Lunch coordination, restaurant table held on request
We hold working relationships with a small number of mountain restaurants — La Bouitte (when a window opens), Le Chalet du Lac, La Maison, Le Chalet des 2 Lacs, Le Cap Horn — and your instructor will hold a table for the family without being asked. Lunch is not part of the lesson, but the day flows better when somebody who knows the maître d' makes a quiet phone call at eleven.
Equipment and lift coordination
Skis, boots, helmets, lift passes — we don't sell these, but we do organise them. Our concierge desk arranges fittings at the rental shop of your choice (Skiset, Sport 2000, Skiloc) and has the gear waiting in your hotel ski room before your instructor arrives. The morning starts when you put your boots on, not when you queue at a counter.
How a session unfolds.
What follows is a full-day private lesson, on a Tuesday, with a family of four staying at the Pashmina. It is illustrative — every minute is adjustable.

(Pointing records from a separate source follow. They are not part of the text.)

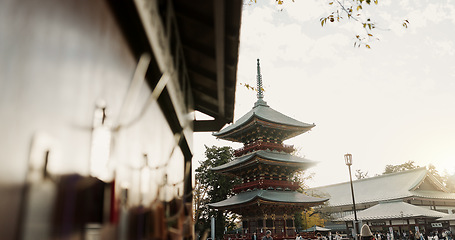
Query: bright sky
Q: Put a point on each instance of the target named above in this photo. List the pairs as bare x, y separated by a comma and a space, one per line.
385, 105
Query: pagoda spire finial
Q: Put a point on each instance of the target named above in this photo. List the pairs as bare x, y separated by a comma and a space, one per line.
259, 83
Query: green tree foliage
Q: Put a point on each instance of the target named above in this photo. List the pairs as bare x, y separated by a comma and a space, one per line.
359, 174
399, 168
213, 187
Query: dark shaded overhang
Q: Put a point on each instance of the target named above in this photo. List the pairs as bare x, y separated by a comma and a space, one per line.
209, 32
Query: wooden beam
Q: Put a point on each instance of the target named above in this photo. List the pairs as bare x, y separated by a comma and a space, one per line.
219, 51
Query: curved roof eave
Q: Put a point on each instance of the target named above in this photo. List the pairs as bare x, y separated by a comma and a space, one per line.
267, 195
266, 113
269, 155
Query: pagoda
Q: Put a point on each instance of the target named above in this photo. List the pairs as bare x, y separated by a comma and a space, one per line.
267, 198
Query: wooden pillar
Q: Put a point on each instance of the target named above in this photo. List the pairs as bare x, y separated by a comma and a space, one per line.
273, 223
284, 226
264, 223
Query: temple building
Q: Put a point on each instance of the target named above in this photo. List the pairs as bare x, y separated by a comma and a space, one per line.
267, 198
402, 202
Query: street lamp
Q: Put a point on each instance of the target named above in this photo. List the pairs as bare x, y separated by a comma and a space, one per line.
348, 161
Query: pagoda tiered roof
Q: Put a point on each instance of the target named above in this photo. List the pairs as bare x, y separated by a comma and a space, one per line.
268, 157
268, 196
265, 116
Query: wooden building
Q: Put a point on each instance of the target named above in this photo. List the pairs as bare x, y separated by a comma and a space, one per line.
403, 201
267, 198
97, 102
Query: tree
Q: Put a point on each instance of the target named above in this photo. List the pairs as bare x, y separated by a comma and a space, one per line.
399, 168
308, 218
212, 187
353, 10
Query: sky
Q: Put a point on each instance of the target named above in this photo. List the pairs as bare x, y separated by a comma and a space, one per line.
388, 104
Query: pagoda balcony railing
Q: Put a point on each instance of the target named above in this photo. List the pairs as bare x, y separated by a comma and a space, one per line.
265, 184
263, 146
275, 234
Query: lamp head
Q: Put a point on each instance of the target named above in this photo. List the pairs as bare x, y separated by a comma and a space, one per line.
348, 159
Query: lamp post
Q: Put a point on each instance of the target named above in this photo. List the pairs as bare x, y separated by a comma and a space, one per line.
348, 161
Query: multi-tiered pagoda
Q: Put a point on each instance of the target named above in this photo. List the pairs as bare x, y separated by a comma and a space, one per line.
267, 198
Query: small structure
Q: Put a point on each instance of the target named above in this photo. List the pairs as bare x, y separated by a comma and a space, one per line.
267, 198
403, 201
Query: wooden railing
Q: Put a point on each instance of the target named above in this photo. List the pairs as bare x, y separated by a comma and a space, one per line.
265, 184
263, 146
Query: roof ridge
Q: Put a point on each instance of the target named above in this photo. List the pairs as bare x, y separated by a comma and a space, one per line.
374, 177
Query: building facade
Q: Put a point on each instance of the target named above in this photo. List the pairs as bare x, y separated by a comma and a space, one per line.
405, 201
97, 105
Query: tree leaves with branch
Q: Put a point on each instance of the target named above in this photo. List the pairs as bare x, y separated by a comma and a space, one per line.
354, 10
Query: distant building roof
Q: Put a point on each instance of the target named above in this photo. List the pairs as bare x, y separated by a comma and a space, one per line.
393, 210
268, 196
278, 157
413, 183
448, 217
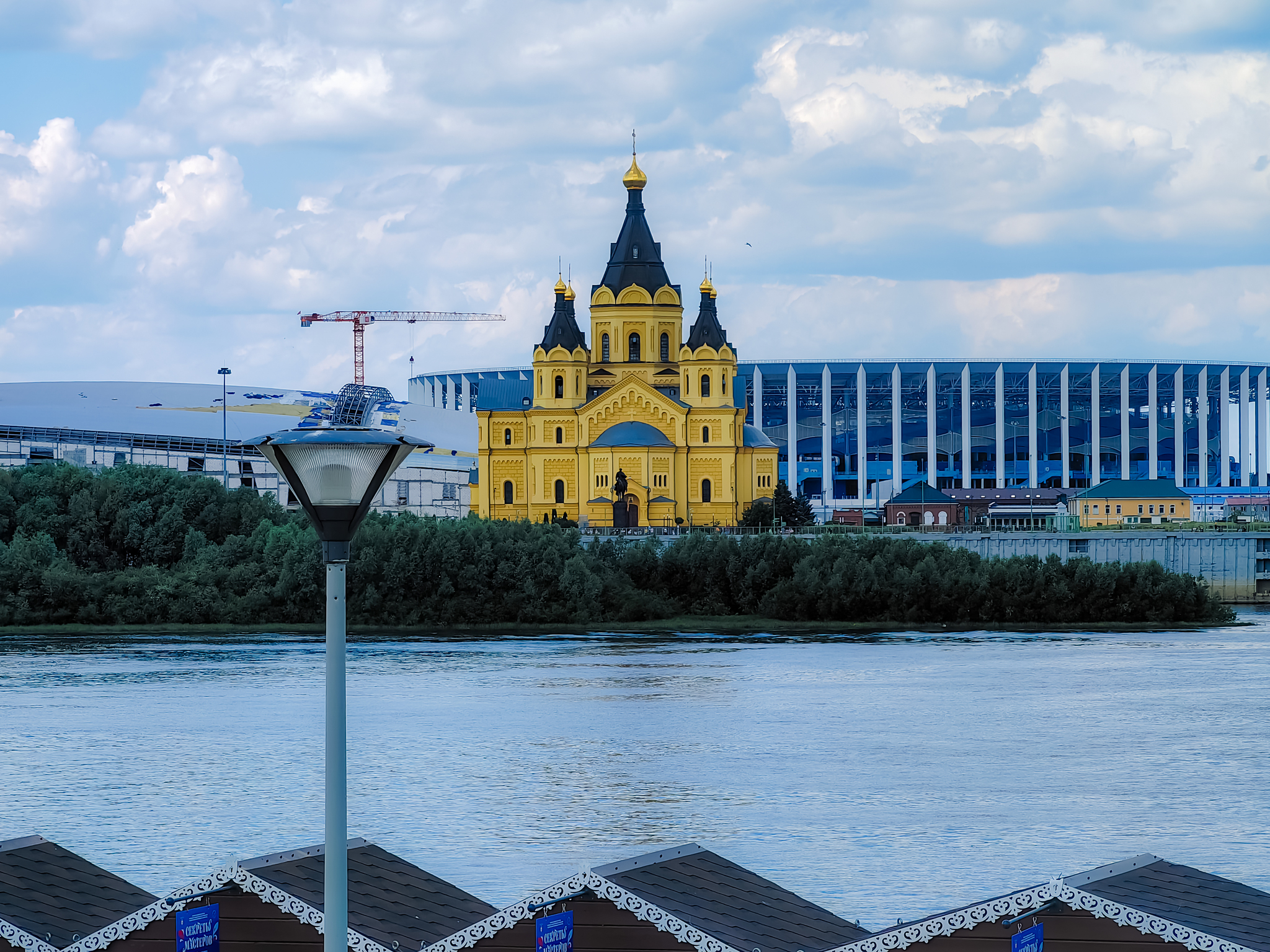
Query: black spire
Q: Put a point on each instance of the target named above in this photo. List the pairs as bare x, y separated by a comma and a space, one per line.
563, 330
636, 258
706, 329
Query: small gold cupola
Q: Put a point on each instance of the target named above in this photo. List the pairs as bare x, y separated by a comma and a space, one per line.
634, 179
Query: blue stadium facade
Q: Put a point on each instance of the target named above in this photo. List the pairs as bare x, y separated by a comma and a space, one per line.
865, 430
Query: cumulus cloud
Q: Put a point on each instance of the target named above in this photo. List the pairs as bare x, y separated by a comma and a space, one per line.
900, 177
201, 193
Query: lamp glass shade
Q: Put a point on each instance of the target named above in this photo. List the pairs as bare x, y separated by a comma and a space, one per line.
335, 474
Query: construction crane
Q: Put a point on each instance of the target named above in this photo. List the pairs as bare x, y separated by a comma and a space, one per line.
361, 319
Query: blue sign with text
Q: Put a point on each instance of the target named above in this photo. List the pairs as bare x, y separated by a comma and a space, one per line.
554, 933
198, 930
1029, 940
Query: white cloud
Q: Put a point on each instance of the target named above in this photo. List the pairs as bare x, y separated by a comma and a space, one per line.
200, 195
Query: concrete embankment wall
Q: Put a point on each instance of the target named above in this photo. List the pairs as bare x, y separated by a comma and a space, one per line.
1231, 563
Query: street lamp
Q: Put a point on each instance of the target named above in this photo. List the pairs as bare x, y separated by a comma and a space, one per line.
225, 427
335, 472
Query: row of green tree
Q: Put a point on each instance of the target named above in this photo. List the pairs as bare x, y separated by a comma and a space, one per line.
141, 545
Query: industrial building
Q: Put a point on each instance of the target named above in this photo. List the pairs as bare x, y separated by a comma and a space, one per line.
187, 427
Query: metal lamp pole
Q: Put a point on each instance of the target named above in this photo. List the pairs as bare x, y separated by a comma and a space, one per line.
225, 426
335, 472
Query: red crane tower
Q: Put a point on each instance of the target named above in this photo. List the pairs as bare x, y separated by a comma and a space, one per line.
360, 319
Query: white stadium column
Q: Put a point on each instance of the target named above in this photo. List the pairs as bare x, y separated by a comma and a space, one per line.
758, 398
1124, 423
1225, 439
791, 430
826, 437
861, 434
1203, 426
966, 426
931, 403
1001, 426
1152, 426
897, 433
1065, 433
1095, 427
1033, 465
1179, 430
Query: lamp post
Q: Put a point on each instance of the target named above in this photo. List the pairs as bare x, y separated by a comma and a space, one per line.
225, 426
335, 472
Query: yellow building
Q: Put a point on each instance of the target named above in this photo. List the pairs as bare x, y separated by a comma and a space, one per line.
642, 405
1134, 501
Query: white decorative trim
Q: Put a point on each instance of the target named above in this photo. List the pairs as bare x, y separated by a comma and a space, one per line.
1033, 897
20, 938
224, 876
602, 888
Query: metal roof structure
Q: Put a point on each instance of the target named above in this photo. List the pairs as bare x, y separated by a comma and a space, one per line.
51, 897
698, 896
391, 903
1155, 896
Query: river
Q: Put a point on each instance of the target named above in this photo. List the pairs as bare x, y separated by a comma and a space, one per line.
883, 777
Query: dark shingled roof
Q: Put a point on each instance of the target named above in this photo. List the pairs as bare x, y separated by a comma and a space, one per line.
918, 493
1134, 489
50, 891
636, 258
729, 902
389, 899
706, 329
1186, 896
563, 330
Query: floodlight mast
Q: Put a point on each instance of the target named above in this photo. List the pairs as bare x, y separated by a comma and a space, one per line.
335, 472
361, 319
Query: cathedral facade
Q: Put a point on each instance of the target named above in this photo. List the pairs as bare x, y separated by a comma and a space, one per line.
644, 427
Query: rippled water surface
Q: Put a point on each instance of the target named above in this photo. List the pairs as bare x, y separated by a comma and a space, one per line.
882, 777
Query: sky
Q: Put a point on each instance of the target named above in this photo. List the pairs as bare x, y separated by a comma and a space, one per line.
911, 178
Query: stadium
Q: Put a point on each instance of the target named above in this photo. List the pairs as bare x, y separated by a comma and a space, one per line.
866, 430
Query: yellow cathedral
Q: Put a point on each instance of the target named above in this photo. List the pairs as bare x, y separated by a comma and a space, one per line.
642, 407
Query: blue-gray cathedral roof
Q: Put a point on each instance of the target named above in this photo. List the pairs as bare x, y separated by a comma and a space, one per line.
563, 330
706, 329
636, 258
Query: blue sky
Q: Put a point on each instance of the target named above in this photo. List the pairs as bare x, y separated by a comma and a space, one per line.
918, 178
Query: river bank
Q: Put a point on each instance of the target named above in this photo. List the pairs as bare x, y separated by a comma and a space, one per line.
682, 625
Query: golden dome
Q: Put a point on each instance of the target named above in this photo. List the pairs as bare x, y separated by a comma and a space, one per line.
634, 179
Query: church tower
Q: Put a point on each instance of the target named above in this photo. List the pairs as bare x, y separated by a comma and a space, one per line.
708, 362
637, 318
561, 361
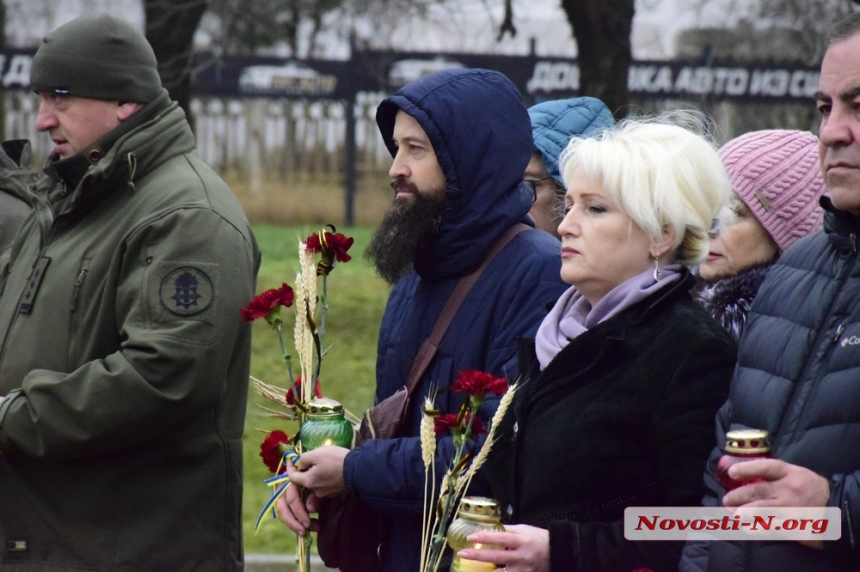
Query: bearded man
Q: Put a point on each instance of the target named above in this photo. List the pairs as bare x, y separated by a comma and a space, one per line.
461, 140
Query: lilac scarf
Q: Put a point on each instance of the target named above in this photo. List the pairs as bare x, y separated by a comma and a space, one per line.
573, 315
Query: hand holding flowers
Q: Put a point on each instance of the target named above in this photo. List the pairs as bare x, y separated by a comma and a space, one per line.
464, 427
304, 395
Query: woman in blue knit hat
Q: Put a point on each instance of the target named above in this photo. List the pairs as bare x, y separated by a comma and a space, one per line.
554, 124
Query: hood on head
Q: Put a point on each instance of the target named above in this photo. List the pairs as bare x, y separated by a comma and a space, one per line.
481, 134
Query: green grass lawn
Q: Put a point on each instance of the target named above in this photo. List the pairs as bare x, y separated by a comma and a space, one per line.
356, 301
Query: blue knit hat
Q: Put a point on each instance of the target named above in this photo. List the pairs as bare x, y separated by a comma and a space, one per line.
555, 123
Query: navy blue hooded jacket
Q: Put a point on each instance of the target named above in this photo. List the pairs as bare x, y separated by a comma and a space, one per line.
481, 135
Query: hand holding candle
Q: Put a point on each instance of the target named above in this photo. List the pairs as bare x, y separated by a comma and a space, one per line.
521, 548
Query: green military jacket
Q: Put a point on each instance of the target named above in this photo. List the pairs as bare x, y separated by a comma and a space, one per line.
125, 363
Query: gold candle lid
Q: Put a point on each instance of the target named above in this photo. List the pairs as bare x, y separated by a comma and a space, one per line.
480, 508
747, 441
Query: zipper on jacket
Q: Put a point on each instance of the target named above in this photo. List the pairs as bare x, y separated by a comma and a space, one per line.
78, 282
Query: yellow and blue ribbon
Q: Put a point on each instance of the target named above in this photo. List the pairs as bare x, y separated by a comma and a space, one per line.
279, 483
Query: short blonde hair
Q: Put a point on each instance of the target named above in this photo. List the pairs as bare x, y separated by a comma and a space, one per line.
661, 171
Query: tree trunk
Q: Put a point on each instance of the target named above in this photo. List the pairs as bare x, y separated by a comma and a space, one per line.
170, 28
602, 30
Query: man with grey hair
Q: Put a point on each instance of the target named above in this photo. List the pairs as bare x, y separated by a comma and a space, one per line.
799, 362
123, 359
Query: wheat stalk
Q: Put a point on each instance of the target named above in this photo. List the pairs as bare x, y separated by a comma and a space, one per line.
464, 481
428, 452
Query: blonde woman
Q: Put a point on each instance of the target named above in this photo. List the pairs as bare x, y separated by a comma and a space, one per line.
628, 370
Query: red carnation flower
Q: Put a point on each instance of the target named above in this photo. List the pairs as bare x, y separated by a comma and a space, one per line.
273, 448
262, 305
298, 385
336, 245
478, 384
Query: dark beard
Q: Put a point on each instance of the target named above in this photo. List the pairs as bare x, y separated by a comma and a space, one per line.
406, 228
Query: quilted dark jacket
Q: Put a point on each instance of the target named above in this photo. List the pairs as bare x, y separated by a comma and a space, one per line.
797, 377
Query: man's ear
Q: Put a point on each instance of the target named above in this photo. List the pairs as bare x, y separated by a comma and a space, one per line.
126, 109
665, 244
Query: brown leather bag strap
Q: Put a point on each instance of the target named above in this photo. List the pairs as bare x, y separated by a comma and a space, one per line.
429, 347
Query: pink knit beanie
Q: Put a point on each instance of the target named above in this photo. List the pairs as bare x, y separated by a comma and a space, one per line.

Meeting at the chalet door
Your instructor arrives at the ski room, helps with bindings, checks the children's helmets. The walk to the lift is sixty seconds. No taxi, no wait, no group of strangers.
The reading run
One easy descent, watching everyone. Your instructor is not yet teaching — he is reading the family. Confidence, fitness, the dynamic between siblings, the parent who skis better than they admit. By the bottom of the run, the day's plan exists.
Coffee, mid-morning
Twenty minutes at the Cabane à Pierre, or wherever the sun is. The day's first technical conversation happens here, on the terrace, not on the piste. Children are listened to.
Lunch, coordinated
Your table is waiting at Les Chalets de la Masse — your instructor called ahead at eleven. He may join you for ten minutes to debrief, or he may eat separately at his own table. Both are normal.
Afternoon technical work
The morning identified one thing per skier worth working on. The afternoon is dedicated to it — quietly, without overwhelming anyone. Most progress happens here, between two and four o'clock.
Debrief at the chalet door
Skis off at the ski room, ten minutes of conversation about tomorrow. What worked, what to repeat, what to leave alone. The next day is not a copy of the last — it is its sequel.
What it costs, openly.
We publish our base rates because we believe a guest paying €600 for a full day deserves to know that figure before any conversation. The numbers below are for the standard winter season; Christmas, February and Easter weeks carry a higher tariff, quoted on enquiry.
- Half-day morning (09:00–12:00, 3 hours) — from €80 per hour, all-inclusive of instructor and coordination.
- Half-day afternoon (13:00–17:00, 4 hours) — from €75 per hour, the same instructor available for a full afternoon.
- Full day (09:00–17:00, 8 hours including lunch coordination) — from €600 per day.
- The Tailored Week (5 or 6 days, the same instructor throughout) — on quotation, with continuity discount.
- Specialised programmes (off-piste, race training, children's first lessons) — on quotation, matched to instructor specialism.
High-season periods — the Christmas and New Year week, the French February holidays, and Easter — are priced higher because the resource is scarce, not because the work is different. We will always quote transparently before booking.
Hôtels and chalets we know intimately.
Most of our private-lesson clients are staying at one of a handful of properly serious addresses across the 5 villages. A working relationship with each means the day starts before you have finished breakfast — your instructor is in the ski room with bindings checked while you put your jacket on.
- Cheval Blanc, Courchevel — LVMH's Maison. We hold a coordination protocol with the concierge.
- Aman Le Mélézin, Courchevel 1850 — directly on the Bellecôte piste; we meet you on the snow.
- Le K2 Palace, Courchevel — and the K2 Altitude, K2 Djola. Private piste-side meeting points.
- Le Pashmina, Val Thorens — the village's flagship since 2014. Ski room access, bell-desk coordination.
- Altapura, Val Thorens — ski-in, ski-out from the front terrace; our most-requested address for families of six or more.